Substansinya, keterlibatan di bidang politik dipandang positif untuk masyarakat karena membuat demokrasi lebih berarti dan mengakibatkan pemerintahan lebih tanggap—dan positif bagi perorangan karena mengembangkan kepribadian menjadi manusia susila dan warga negara bertanggung jawab. Bahkan, pakar politik itu sepakat dengan konstatasi, keberhasilan pemilu dipengaruhi tinggi-rendahnya tingkat partisipasi warganya (voter turn out).

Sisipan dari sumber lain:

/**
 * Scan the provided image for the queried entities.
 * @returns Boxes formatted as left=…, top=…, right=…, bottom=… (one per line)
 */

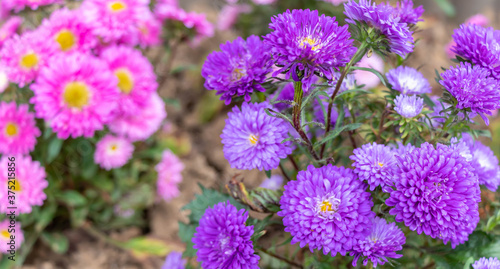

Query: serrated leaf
left=120, top=237, right=170, bottom=258
left=45, top=137, right=64, bottom=164
left=179, top=222, right=196, bottom=257
left=314, top=123, right=362, bottom=148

Dalam konteks global, hak pilih diakui secara universal merupakan salah satu HAM yang harus dilindungi. Pasal 21 ayat 1 Deklarasi Universal Hak Asasi Manusia (DUHAM) menyatakan, (a) Setiap orang berhak turut serta dalam pemerintahan negerinya sendiri, baik dengan langsung maupun dengan perantaraan wakil-wakil yang dipilih dengan bebas; (2) Setiap orang berhak atas kesempatan yang sama untuk diangkat dalam jabatan pemerintahan negerinya; dan (3) kemauan rakyat harus menjadi dasar kekuasaan pemerintah; kemauan ini harus dinyatakan dalam pemilihan berkala yang jujur dan yang dilakukan menurut hak pilih yang bersifat umum dan berkesamaan, serta dengan pemungutan suara yang rahasia ataupun menurut cara lain yang juga menjamin kebebasan mengeluarkan suara.

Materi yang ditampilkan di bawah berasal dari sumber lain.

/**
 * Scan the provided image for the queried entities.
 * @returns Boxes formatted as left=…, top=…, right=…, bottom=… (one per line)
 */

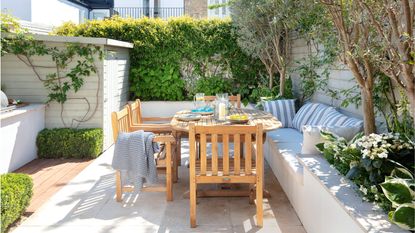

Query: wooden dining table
left=170, top=108, right=282, bottom=198
left=170, top=108, right=282, bottom=132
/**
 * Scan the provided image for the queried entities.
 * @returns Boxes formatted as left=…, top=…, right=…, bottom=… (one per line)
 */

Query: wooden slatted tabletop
left=171, top=108, right=282, bottom=132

Makin tinggi tingkat partisipasi pemilih dalam suatu pemilu akan berdampak positif terhadap legitimasi kandidat atau calon terpilih. Tingkat partisipasi dan legitimasi yang tinggi akan menjadi amunisi atau modal yang amat bermanfaat bagi kandidat terpilih dalam melaksanakan tugas dan fungsinya sebagai kepala daerah.

Sebaliknya, manakala tingkat partisipasi pemilihnya rendah dan apalagi suara calon terpilih kalah dibandingkan yang tidak menyalurkan hak pilihnya (golput), maka legitimasi calon terpilih menjadi rendah dan patut dipersoalkan. Partisipasi dan legitimasi politik yang rendah tentu akan menyulitkan kepala daerah menjalankan fungsi dan perannya.

Sesungguhnya, tingkat partisipasi pemilih tidak selalu identik atau berkorelasi positif dengan kinerja kandidat kepala daerah. Sebab, bisa saja meski suatu kandidat dipilih dengan partisipasi signifikan (kisaran 70-90 persen), kinerjanya buruk. Sebaliknya, meskipun tingkat partisipasi pemilihnya hanya menembus 60 persen, kinerja bisa saja kinerjanya memuaskan masyarakat.

Jika terakhir yang direngkuh, dipastikan persepsi publik akan positif. Manakala mencalonkan diri menjadi kepala daerah, besar kemungkinan terpilih kembali.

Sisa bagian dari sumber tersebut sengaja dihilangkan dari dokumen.